His eyes locked, unwavering, with mine. ‘I have something you need to hear.’

I suppressed a groan. That was never good.

 

 

I had rather hoped to avoid James’s dark flat but, in the end it was inevitable. The appearance of Slater in our lives had changed things. I did, more or less, understand that now. James wasn’t simply speaking out any more without consequences.

As I entered James’s sitting room, I didn’t want to know what I was about to hear; didn’t know what to expect. Whatever Slater had done, it bloody terrified me.

‘What exactly am I doing here?’ I asked, following closely behind him as he strode towards his computer.

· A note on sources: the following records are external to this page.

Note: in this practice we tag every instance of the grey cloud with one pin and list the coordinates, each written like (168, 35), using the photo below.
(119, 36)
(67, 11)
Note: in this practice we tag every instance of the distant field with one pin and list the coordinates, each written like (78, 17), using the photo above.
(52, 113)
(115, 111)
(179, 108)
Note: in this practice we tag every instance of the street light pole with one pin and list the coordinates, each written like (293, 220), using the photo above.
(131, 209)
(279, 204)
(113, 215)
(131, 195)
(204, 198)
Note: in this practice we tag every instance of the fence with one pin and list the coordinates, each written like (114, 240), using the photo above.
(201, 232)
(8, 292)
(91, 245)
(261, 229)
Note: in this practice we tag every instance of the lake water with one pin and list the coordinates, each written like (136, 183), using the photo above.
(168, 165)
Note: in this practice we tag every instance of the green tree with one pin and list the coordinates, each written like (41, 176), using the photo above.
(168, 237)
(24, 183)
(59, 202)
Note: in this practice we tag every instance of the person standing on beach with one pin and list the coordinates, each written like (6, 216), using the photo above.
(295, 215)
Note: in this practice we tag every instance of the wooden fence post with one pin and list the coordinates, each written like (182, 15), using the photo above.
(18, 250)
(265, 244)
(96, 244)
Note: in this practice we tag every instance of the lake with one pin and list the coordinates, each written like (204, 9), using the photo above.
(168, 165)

He flipped it open and his long fingers went flying over the keys as he typed in his password. I was slightly distracted. I hadn’t been in his flat since that night. Since when he’d wanted me to sleep with him, since he’d been so…lost. So childlike. So unlike himself—at least the version that I knew. It felt odd being here now, remembering that.

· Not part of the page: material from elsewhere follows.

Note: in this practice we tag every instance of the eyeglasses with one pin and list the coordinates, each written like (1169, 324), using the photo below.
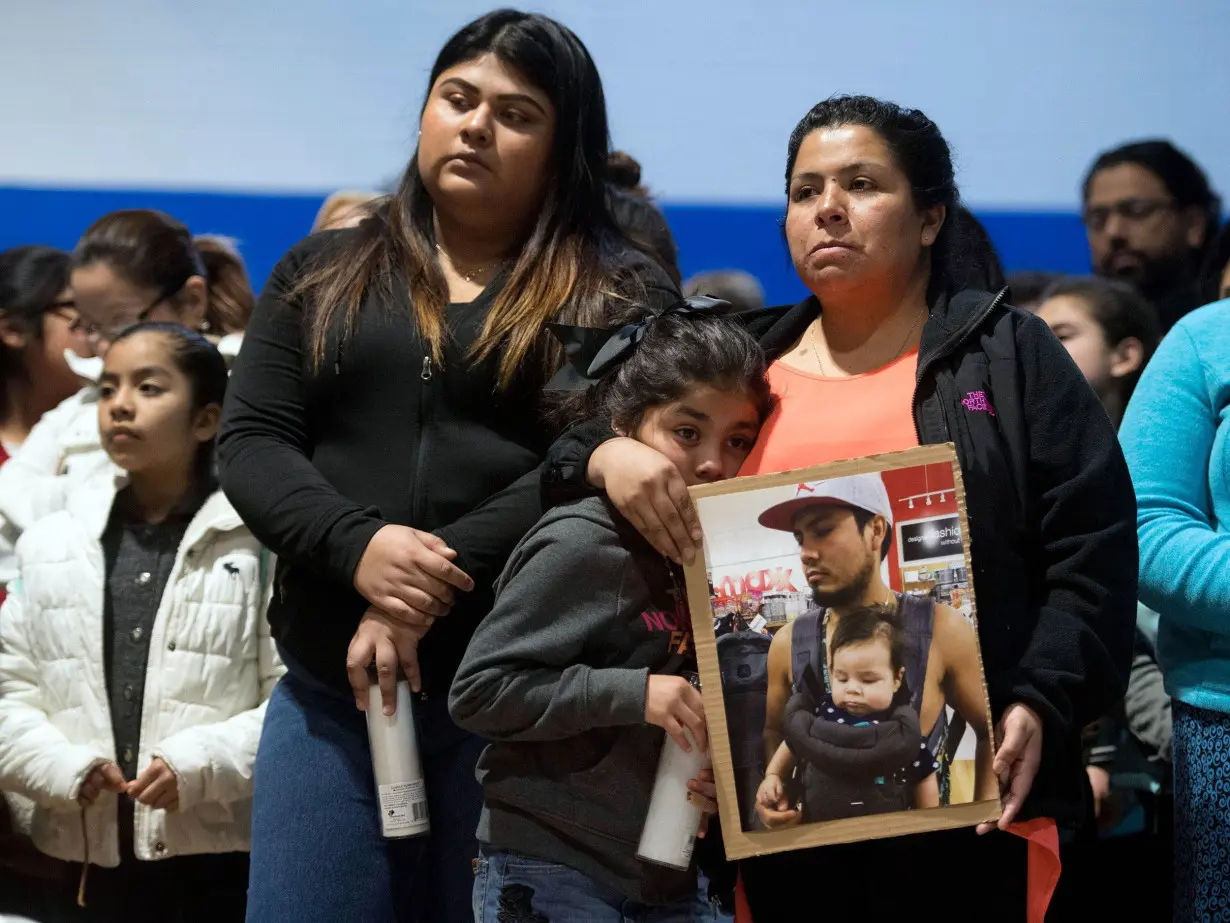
(65, 309)
(1129, 209)
(96, 331)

‘I’ve known about Slater for as long as I’ve worked for InVizion,’ James said. ‘He would come round sometimes, see what we were doing in the labs. Supervising, if you’d believe it. A man like that doesn’t know a damn thing about what we were working on.’ He began opening folders on his computer from a drive he’d plugged in. ‘Damien Fox, I think, was the first to begin to sense trouble.’

‘Wait, Fox?’

James shook his head impatiently. ‘No! His father, come, now, Mark, keep up!’ He began ticking on his fingers. ‘There were three top scientists who worked on the device: Karl Baker, a neuroscientist. It was his job to adapt what we were working on; his focus was, of course, brainwaves. And then there were Damien Fox and I, who were in charge of the technical side of things, creating a way for the technology to be integrated, no distinction between brain and device. Since this was Dr Fox’s and my area, we worked closely together, and he did, eventually, bring me into his confidence.’

I huffed my breath. ‘All right, what did he find?’ There were too many threads my head was tracing.

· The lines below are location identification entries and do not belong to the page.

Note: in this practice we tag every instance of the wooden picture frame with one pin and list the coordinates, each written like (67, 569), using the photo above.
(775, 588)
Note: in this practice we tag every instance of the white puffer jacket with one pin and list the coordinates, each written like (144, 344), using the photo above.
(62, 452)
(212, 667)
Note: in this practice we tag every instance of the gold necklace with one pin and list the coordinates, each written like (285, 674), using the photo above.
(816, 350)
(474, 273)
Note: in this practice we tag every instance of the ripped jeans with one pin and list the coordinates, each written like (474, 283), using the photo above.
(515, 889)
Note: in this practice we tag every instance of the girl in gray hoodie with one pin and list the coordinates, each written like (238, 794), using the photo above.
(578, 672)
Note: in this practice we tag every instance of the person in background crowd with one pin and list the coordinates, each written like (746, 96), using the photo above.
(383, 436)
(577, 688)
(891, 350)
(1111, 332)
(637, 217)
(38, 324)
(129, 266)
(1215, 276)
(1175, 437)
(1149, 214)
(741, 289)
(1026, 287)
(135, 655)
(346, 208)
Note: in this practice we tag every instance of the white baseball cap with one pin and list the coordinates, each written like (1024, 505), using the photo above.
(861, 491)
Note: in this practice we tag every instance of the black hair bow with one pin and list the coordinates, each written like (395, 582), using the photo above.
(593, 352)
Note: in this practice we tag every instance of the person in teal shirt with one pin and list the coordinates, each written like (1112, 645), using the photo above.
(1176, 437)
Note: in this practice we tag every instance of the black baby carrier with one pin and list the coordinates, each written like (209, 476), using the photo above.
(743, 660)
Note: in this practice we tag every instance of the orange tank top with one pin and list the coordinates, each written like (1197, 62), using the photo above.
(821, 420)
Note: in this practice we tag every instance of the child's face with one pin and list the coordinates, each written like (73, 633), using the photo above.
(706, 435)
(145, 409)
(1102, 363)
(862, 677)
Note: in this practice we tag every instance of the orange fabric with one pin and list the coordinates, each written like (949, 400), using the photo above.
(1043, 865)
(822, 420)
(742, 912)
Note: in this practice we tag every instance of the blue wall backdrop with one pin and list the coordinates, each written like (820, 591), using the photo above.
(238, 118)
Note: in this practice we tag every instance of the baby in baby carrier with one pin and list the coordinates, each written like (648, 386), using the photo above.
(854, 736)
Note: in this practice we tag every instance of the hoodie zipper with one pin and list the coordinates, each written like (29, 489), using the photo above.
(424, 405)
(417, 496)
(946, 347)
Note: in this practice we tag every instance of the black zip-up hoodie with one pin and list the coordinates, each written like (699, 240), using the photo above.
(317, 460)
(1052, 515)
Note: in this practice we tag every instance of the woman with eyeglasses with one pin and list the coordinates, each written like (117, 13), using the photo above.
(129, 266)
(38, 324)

James waved a hand, still fixated with his computer. ‘Little things here and there. Things that no one would have paid attention to. Or should have paid attention to. He found…files.’

I resigned myself to a long visit and claimed the nearest chair. I was too deep into this shite to run now, anyhow. Whatever James was going to tell me, it wouldn’t matter. I already knew too much. Slater had chosen to bump into me, not James. They knew I was part of it. I had nowhere to hide. No excuse.

‘I imagine these files were rather…incriminating?’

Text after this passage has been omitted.